Elastic Stack provides three solutions:

  • ElasticSearch: It is a distributed, open-source search and analytics engine built on Apache Lucene and developed in Java. It started as a scalable version of the Lucene open-source search framework and then added the ability to horizontally scale Lucene indices. It allows you to store, search, and analyze huge volumes of data quickly and in near real-time and give back answers in milliseconds.

  • Elastic Observability: It provides you with a single stack to unify your logs, metrics, uptime data, application traces, user experience data, and synthetics.

  • Elastic Security: Integrates SIEM threat detection and endpoint prevention and response capabilities into one solution. Leveraging Elasticsearch's speed and scalability, these analytics and protection capabilities allow analysts to protect their organizations from threats before damage or loss occurs.


This demonstration shows how to use Elastic Heartbeat to monitor services, EC2 instances, and more.

Elastic Observability offers a variety of services including, logging, metrics, uptime, application performance monitoring, and more.

This demo uses the Uptime app.

Step 1:

Before you can start the actual implementation, you must first create an Elastic Cloud account at

Step 2:

After creating an account, you need to create a new deployment.. To do this, click the Create Deployment button and set up the configuration as needed.

Step 3:

Once your deployment is up and running, you can click the menu and select Uptime. The Uptime app gives you the option to add data in the right corner.

Step 4:

ElasticSearch provides a guide to installing and setting up ElasticHeartbeat to send data to Elasticsearch.

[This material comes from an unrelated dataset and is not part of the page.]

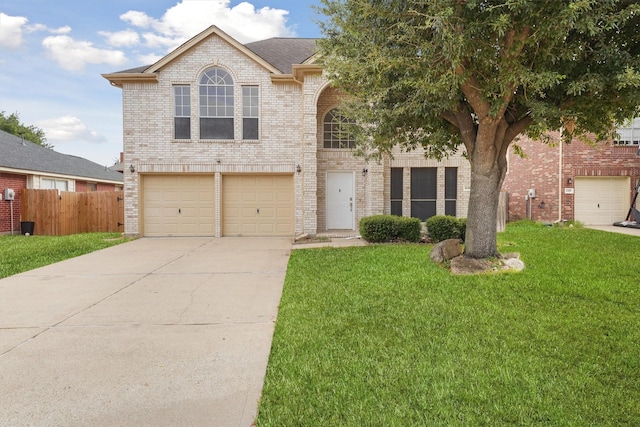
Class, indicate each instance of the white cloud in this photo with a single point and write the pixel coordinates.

Therefore, follow Elastic's instructions to set the heartbeat.

After installing Heartbeat, you need to configure the monitors and output in the heartbeat.yml file. This file helps heartbeat to know which services to monitor and where to send the data collected from those services.

Example of how to set up a monitor:


- type: http

schedule: '@every 5s'

urls: [“”]

Id: google-service

name: Google

Step 5:

To set up and run the heartbeat, use the following command after configuration.

.\heartbeat.exe setup

Start-Service heartbeat

Once the heartbeat is up and running, go to the elastic cloud, and you will see the data pouring into the elastic cloud. You can see that the service is being monitored in the Uptime app. You can also set alerts to check the availability, SLAs, and certificates of monitored services.


We use heartbeat to keep track of all the services that are active across many servers or instances. Also, we have the ability to track the availability of our services, which consistently offer high availability to users.